Updated: May 27, 2020

I found the essay below clearing out my iCloud drive under the title: 'Why I chose (to study) Literature'. With Hong Kong currently burning, I hope it's a worthwhile share.


The most elementary reason is simply that I love reading. No, that's a lie. I don't love reading in the same way I don't love breathing. Both are vital. From a young age, weekly trips to the local library meant alternate worlds and lives were my sole source of leisure and pleasure. I slept with books piled next to my head. I preferred paperbacks that rustled but weren’t yellowed and gave off an old car smell. To be dramatic, books became an intrinsic part of how I understood myself, my identity. As I grew up, books evolved from being mere playmates with whom I passed my time to older, wiser mentors who taught me how to live. But I only understood what reading and literature really meant to me after the trees.
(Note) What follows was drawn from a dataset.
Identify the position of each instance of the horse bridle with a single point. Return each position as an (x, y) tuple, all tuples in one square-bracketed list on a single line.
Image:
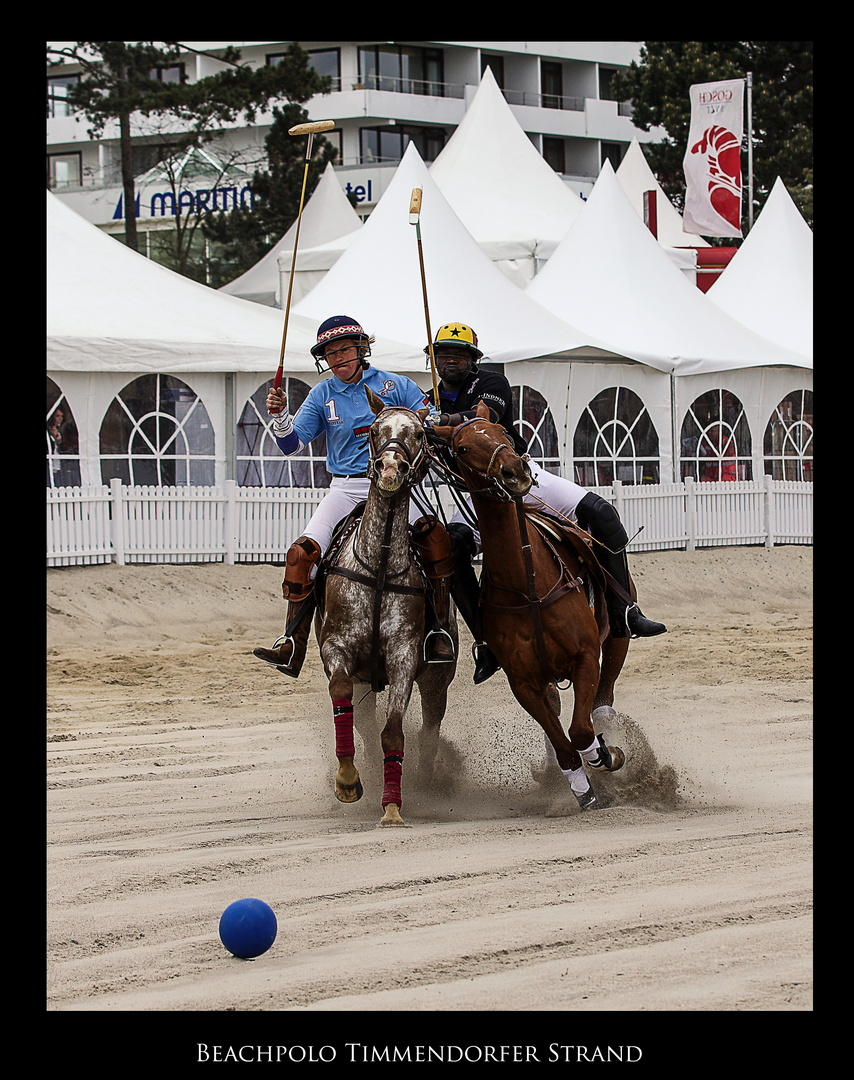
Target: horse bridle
[(415, 469)]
The day before I left Hong Kong and university behind, they destroyed the banyan trees. They were twins, flanking a forgotten university gate at the curve of an impossibly narrow path. On my way to classes, I stepped over their knotted roots and ducked to avoid their supple trunks, twisting towards the sky. The sight of those wooden knots prevailing over the concrete and its soaring foliage a kaleidoscope of green gave me a moment of stillness in a city and degree that was constant and grating. I always thought to photograph them, so I could keep their graceful rebellion in my pocket. For the grey ugly days, I would have proof that stubbornness can break even the toughest concrete. I thought they would still be there the next day, and the next. And my silent, tilted companions greeted me each day my classes piled on. My personal symbols of endurance and beauty amidst a particularly crowded and heavy semester. Small comfort in a whirlwind of crippling self-doubt. But I never did, because they were always there. As constant as the open bay and the smell of old dog piss.

The Banyans had been around for lifetimes before me, there was no reason to suspect they would not survive for lifetimes after me. And yet, as soon as the semester was over, without warning, men in helmets came and sliced them in two. I saw it on the news on my grandma’s dusty TV set. The neon of the safety jackets violating the cocoon of familiar green. They posed too much danger to pedestrians, the helmets decided. The community would be safer without them.

I watched in numb horror. I felt that eerie feeling one does when seeing a familiar thing appear on a television screen. There is an initial thrill of recognition, and then a warped feeling that hovers between indignation and embarrassment. A grief arises from the sudden realisation that something you felt to be intimately yours was in fact everyone else’s, and the inexplicable discomfort of being exposed without your permission. I have never been a tree hugger. But I would have chained myself to the trees to preserve the way I’d rather things to be.

No, they weren’t safe. They were powerful, unruly things that flourished in the squalid air of an unrelenting city. They symbolised Hong Kong, this miracle city that grew from barren rocks through sheer tenacity. I saw them on the way to the airport, hacked up and stripped. The tops of the raw trunk stubs stubbornly facing the skies. The images now live together in my memory—the proud trunks leaning dangerously close to the earth, swathed in green and shadows; and the reduced stumps with their insides exposed. They remind me of lessons learnt: that comfort is found in beauty is found in utter ordinariness. And it can be taken away, violently and without warning.

This is the gift of Literature. This habit of gleaning beauty, meaning and purpose from the otherwise mundane. Great works of literature don’t just help us navigate this weird earthly adventure we all share, they show us the the thrill of what it means to be able to participate in it. To always be both attuned to and in awe of the moments of beauty always waiting to be stumbled on, underlying the routines of the everyday — the tilt of a tree, or the way the light plays with roofs at sunset, or the gurgling rumble of the train tracks tugging you home.


Literature taught me the comfort only found in beauty, the embrace of imagined lives which resonated so deeply with my own. Amidst the dark uncertainty we all grapple with in the faceless chain of tomorrows, literature reminds us we are not—or ever will be—truly alone in feeling our way through the unknowability of our own lives. That the immutable uncertainty and our own perceived failures are common to the human experience. Choosing to embrace literature is choosing to look for, cherish, and celebrate the beauty in the quiet moments that make up a life. As Eliot put it, 'trifles make the sum of human things'.


So this, this memory of slaughtered trees and its importance in my life, explains, in part, why I chose literature. It's so I can glean meaning from things that happen around me. So I can participate instead of float through. So I can feel less alone.